The majority of people cannot discern messages composed by AI and default to perceiving them as human-written. However, once they become aware of AI utilization, their perception of the sender rapidly diminishes. These are the findings from a study published in the journal Computers in Human Behavior in February 2026.
The work’s authors are psychologists Jiaqi Zhu and Andras Molnar from the University of Michigan. They conducted two online experiments spaced about seven months apart. The first involved 647 US residents, and the second, 654. Each participant was asked to read brief messages on common topics: thank-you notes, job application responses, work comments, social media posts, apologies, and dating site profiles. Participants were divided into four groups: one was told the text was written by a person, another that an AI generated it, a third that the source was unknown, and the fourth received no information whatsoever.
The main outcome was surprising: when there was no information about the text’s origin, participants rated the sender just as favorably as in the scenario where they were certain a human had written the message. Notably, even individuals who actively use tools like ChatGPT did not become more distrustful in everyday correspondence. Their experience with AI did not teach them to better spot it in others.
The situation changed drastically once the fact of AI usage was revealed. Participants markedly rated the author less positively: their level of trust, sense of sincerity, and liking for the person declined. The second experiment uncovered the reason: if a person believed the text was AI-penned, they assumed the author expended less time and effort, and that the message poorly reflected their true feelings. This feeling of “low effort” and insincerity accounted for the negative reaction.

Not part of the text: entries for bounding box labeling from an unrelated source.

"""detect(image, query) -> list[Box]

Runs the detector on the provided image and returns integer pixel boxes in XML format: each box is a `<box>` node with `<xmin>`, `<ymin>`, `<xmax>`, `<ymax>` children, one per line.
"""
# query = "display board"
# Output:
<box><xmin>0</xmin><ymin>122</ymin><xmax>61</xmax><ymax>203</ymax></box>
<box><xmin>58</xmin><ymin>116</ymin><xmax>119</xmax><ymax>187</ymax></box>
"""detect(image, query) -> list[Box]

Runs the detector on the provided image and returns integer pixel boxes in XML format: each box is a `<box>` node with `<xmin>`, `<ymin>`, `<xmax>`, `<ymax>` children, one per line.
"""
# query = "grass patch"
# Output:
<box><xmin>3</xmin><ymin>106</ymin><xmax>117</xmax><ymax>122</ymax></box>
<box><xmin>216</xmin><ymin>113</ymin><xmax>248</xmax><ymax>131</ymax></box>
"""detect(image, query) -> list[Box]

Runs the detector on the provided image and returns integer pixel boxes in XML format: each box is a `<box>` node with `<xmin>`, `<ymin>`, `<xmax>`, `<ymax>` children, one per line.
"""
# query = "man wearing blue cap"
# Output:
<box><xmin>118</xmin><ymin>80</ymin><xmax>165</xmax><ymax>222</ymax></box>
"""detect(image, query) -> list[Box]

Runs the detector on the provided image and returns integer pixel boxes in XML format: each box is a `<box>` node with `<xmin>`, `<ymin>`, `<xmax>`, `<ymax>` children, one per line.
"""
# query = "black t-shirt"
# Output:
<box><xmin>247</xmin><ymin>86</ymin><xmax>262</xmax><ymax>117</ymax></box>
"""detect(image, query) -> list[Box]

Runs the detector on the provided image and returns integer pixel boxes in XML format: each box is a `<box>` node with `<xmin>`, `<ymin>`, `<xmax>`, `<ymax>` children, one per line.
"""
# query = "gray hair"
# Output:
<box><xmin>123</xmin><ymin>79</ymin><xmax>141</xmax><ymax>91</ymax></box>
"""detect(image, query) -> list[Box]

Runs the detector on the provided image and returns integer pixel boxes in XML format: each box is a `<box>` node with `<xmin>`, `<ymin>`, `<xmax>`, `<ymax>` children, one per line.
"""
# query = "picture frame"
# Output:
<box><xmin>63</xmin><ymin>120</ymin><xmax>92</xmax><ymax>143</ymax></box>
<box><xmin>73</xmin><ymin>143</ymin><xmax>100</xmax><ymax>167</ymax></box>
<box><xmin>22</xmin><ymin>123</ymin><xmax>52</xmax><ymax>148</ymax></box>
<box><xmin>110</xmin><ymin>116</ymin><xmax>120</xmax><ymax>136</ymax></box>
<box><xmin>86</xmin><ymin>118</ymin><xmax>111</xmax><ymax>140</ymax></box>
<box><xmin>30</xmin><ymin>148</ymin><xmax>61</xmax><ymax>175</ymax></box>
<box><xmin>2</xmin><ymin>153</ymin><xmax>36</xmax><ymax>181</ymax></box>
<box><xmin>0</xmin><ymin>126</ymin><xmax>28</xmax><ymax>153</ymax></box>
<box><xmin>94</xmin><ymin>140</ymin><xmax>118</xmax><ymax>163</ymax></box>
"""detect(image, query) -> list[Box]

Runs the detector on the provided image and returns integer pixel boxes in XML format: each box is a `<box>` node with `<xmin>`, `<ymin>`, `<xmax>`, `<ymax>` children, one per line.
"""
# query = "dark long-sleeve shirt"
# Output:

Interestingly, the mere suspicion of AI use scarcely spoiled the impression. In situations of uncertainty, participants’ evaluations remained near the “human” scenario, not the “AI” one. Meaning, mere suspicion is insufficient—direct knowledge is crucial. The study authors note that in daily life—unlike in academic settings—employing AI in correspondence remains in a “gray area”: people rarely disclose that they utilized algorithmic assistance when drafting messages.